Worldwide, social healthcare systems must face the challenges of a growing scarcity of resources and of its inevitable distributional effects. Explicit criteria are needed to define the boundaries of public reimbursement decisions. As Germany stands at the beginning of such a discussion, more formalised priority setting procedures seem in order. Recent research identified multi-criteria decision analysis (MCDA) as a promising approach to inform and to guide decision-making in healthcare systems.
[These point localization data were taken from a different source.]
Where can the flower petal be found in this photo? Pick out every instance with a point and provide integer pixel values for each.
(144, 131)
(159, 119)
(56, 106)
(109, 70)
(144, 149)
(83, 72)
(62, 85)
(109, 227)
In that regard, this paper aims to analyse the relative weight assigned to various criteria in setting priority interventions in Germany. A discrete choice experiment (DCE) was employed in 2015 to elicit equity and efficiency preferences of 263 decision makers, through six attributes. The experiment allowed us to rate different policy interventions based on their features in a composite league table (CLT). As number of potential beneficiaries, severity of disease, individual health benefits and cost-effectiveness are the most relevant criteria for German decision makers within the sample population, the results display an overall higher preference towards efficiency criteria. Specific high priority interventions are mental disorders and cardiovascular diseases.

德国医疗保健系统的优先级设置:离散选择实验的结果。
在世界范围内,社会医疗保健系统必须面对资源日益稀缺及其不可避免的分配效应的挑战。需要明确的标准来界定公共偿还决定的界限。由于德国正站在此类讨论的起点,更正式的优先顺序设定程序似乎已经就位。最近的研究确定了多标准决策分析(MCDA)作为一种有前途的方法来告知和指导医疗保健系统的决策。在这方面,本文旨在分析在德国设置优先干预措施时赋予各种标准的相对权重。2015年采用离散选择实验(DCE),通过6个属性引出263名决策者的公平和效率偏好。该实验使我们能够根据不同的政策干预措施在综合排行榜(CLT)中的特征对其进行评级。由于潜在受益者的数量、疾病的严重程度、个人健康福利和成本效益是样本人口中德国决策者最相关的标准,因此结果显示总体上更倾向于效率标准。具体的高度优先干预措施是精神障碍和心血管疾病。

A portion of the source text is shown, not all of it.